Happy Birthday (month), Dan!

To say that Dan likes to be the center of attention would be a bold faced lie. I think if there were to be a movie made about him, he would still push for his role to be secondary. The guy just isn’t into much fanfare when it comes to him. But I know he can get feeling forgotten in some regards over here. It’s hard standing out (as something to stare at or held up to observe) but not connecting completely…language and culture differences can do that.

But one of the best parts of being here is that we have befriended amazing folks, and they love celebrating and connecting and doing life together. And who better to make feel extra special and loved in the great month of March then the bearded man in our midst who shares a birthday with Chuck Norris?!?Β 
In the Harris home we celebrate a birthday for a month because how can you possibly fit all that quality time and all the potential new experiences in a day? In a week? Is it a bit overboard…yes, yes it is. But it’s also fun. And with a month you get to do all sorts of things that would usually be put on the back burner. It also just puts you in the mindset to just go with it for the next four weeks. And so things were planned, things were schemed and things were enjoyed!

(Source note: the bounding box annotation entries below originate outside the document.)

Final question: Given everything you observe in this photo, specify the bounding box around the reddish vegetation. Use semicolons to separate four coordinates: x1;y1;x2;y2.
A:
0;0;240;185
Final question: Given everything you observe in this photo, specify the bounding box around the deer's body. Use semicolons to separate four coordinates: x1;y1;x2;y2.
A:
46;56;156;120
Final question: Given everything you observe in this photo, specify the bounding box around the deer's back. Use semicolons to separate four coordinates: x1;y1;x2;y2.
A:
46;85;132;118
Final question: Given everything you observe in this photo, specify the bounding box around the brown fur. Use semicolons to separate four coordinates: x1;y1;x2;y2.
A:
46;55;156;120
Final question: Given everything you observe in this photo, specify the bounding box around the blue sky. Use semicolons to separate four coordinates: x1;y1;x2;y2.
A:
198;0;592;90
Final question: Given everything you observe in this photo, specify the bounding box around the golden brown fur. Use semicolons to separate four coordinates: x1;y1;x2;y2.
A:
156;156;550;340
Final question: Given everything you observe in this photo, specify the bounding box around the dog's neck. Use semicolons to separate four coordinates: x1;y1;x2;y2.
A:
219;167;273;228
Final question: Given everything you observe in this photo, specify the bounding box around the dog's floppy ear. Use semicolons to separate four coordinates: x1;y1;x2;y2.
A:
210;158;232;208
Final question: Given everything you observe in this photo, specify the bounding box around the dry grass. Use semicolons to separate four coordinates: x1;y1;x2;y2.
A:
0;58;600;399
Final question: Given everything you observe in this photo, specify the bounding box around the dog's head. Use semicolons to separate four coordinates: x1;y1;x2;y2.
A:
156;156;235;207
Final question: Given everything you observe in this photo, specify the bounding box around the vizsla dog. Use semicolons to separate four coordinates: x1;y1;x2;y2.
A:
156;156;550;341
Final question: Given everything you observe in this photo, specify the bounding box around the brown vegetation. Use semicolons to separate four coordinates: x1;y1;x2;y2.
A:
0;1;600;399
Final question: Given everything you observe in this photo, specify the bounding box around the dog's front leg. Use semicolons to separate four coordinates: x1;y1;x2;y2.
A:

He saw movies with friends who could stay quiet during a movie and truly enjoy the viewing experience. We would do surprise visits to his work and pick him up at the end of the day for random family outings. He went out with friends (The Revenant). We went out on dates. We stayed home and lounged. He pet llamas with Louis. He snuggled with Estelle. He drank IPAs with me (Paulaner Garden Restaurant and O’Glee). With the help of his coworkers and students, I threw a surprise party during his homeroom period (baked treats from On A Sweet Note). And the sweet nature-loving man chose a pool villa for me to whisk him away for on the last weekend of the month for us to be together as just a family in the quiet and peace of Khao Yai National Park (Kirimaya Muthi Maya).